Are your incentives aligned with your ambulatory strategy?

Are your incentives aligned with your ambulatory strategy?

Fully embracing an ambulatory strategy often involves changes throughout every level of your organization, and that can be hard. This is especially true when it comes to the impact it may have on current and future incentives within your leadership teams. As you consider how to execute your strategy, take the opportunity to evaluate current incentive programs and how shifts in volume, location, or service models could impact them. Successful incentives drive teams toward the overall objective and should reflect the desired outcome. Whether it's market growth, physician alignment, or selective case migration, ensure the desired outcome becomes the north star for developing incentives across the organization.?

Aligned incentives drive successes that benefit the entire organization, rather than individual markets or facilities. Determine what the long-term big win looks like after the ambulatory strategy is fully executed and work backwards to create incentives that help drive your leaders to success rather than stimy their efforts. Only then, can you lean into the change ahead and have your teams focused on doing things that may seem new, different, or even counter to their prior experience. Give leaders the reason to change and the support to drive the outcomes. But hey – if it were easy, everyone would have done it already, right? So, where do you begin? It all starts with understanding the structure and scale of incentives and how each leader in your organization can play a part.

While incentive programs have similar themes, creating effective ambulatory programs often means incentivizing process change, especially in the beginning. When developing incentive programs that support process change, avoid focusing on just one or two outcome metrics like volume or revenue. Sometimes that means focusing certain segments or leaders on different pieces of the puzzle, with specific process and learning metrics, in addition to the typical revenue and operational benchmarks. ?
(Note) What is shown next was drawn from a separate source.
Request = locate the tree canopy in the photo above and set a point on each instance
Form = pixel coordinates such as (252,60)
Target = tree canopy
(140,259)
Take time to meet stakeholders and determine what types of support will help drive the desired change, aiming to work that into your incentive plan. Remember: successful ambulatory programs rely on highly coordinated efforts between physicians, nurses, clinics, revenue cycle, payor contracting, and even information services. Incentive structures should take that complexity into account, as well. An ideal incentive plan rewards both the process to achieve the desired outcome as well as the outcome itself, so set yourself up for success by rewarding the coordination of effort as well as the desired results. ?

In the end, create individual and group dynamics that support the long-term outcome by rewarding the short-term efforts and process changes necessary to truly drive your next ambulatory program. You will be happy you did!